When I was a Junior in high school, I had a history teacher who wanted to make sure that we understood current events and the world that we lived in. So every Friday, we had a current events type quiz bowl. There was a boy in my class named Luke and him and I were super competitive. So I begged my parents for a subscription to both Time and Newsweek and I read. I learned about the tumult in the Middle East, I learned who current world leaders were, and I learned about the way things like gas, terrorism, and boundary disputes can effect the world we live in. My history teacher would love this book.

Emily Bird is the daughter of scientist parents who are involved in work that Bird can’t really understand. All she knows is that her parents, particularly her mom, put tremendous pressure on her to be a successful microversion of them, and she’s not really sure that is what she wants. And then one day the future doesn’t matter because it looks like there may not be one.

A flu pandemic is starting to spread and the world as we know it is changing – and is at war.

One night Bird is at a party when she meets a man and asks about an organization that no one is supposed to know exists. In this moment, everything about her life changes. She wakes up in the hospital with no memory of what happened after that conversation. All she knows is now this man named Roosevelt won’t leave her alone because they – whoever they are – are afraid that she may know something she isn’t supposed to.

Her only other fuzzy memory of the night is an image of her friend Coffee trying to run after her.
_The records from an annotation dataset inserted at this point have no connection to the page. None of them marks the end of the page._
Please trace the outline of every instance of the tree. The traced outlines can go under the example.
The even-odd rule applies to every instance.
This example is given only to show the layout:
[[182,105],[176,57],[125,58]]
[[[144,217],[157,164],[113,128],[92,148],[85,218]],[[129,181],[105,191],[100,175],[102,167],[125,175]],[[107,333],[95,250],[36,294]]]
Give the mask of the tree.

Now, Coffee is being charged with drugging her, but Bird is pretty sure he wouldn’t do that. Not that he couldn’t, because he is both an expert at chemistry and a casual dealer on the side, just that he wouldn’t.
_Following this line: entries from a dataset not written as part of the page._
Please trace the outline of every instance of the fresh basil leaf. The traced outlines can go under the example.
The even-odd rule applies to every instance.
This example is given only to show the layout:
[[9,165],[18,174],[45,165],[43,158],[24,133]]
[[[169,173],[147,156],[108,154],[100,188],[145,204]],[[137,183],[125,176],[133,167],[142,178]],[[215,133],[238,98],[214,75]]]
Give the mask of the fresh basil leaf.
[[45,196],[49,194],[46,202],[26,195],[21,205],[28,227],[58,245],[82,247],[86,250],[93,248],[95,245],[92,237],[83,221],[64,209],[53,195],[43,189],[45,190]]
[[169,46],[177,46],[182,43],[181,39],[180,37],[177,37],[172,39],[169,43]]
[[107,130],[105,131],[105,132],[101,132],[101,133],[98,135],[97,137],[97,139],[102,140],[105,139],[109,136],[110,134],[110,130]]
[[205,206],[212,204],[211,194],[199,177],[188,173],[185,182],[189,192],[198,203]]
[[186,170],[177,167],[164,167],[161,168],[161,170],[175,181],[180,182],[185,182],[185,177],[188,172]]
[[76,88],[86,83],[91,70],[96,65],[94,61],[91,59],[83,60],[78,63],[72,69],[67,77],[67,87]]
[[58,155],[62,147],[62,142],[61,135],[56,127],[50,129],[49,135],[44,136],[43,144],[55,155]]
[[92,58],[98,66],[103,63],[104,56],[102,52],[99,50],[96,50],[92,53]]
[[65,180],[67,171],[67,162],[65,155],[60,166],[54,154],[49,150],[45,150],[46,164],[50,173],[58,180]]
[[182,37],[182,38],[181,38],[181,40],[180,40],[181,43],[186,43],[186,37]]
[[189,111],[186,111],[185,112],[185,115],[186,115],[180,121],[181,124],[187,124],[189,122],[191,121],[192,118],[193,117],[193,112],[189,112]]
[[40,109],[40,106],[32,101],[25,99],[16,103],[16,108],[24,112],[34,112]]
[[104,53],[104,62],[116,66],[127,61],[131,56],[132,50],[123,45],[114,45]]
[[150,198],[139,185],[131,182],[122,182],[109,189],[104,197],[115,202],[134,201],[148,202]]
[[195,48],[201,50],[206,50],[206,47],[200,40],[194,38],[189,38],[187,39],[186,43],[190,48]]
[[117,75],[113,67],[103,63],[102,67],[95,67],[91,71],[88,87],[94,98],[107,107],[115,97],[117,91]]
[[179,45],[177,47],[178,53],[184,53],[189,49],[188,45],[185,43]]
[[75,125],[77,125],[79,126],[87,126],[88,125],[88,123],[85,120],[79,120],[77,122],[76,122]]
As Bird and Coffee begin to explore what happened to her that night and what it is they are afraid she may know, the two of them begin to draw closer together. Bird also begins the slow and often painful task of figuring out who she really wants to be and standing up for herself. She loses old friends while she makes new ones, all with the backdrop of war, quarantine, and pandemics.

Love is the Drug is a smart, complex, sophisticated dystopian that has so many layers of fascinating discussion. There is science and politics viewed between the pages of this imaginary but all too possible pandemic. At the same time, the students often find themselves contemplating issues of class, racism and privilege amongst themselves. For example, one of Bird’s new friends is a scholarship student – and an out GLBTQ one at that – and she comments frequently about the issues she faces as both someone who is out and as someone not in the same economic bracket as her classmates.

And in the midst of all of this, we see Bird literally growing her wings so she can fly to her personal freedom as she embraces who she is and who she wants to be. She begins to assert herself, to question the world she lives in, to question her parents . . . She begins to open her eyes and allow herself to truly see.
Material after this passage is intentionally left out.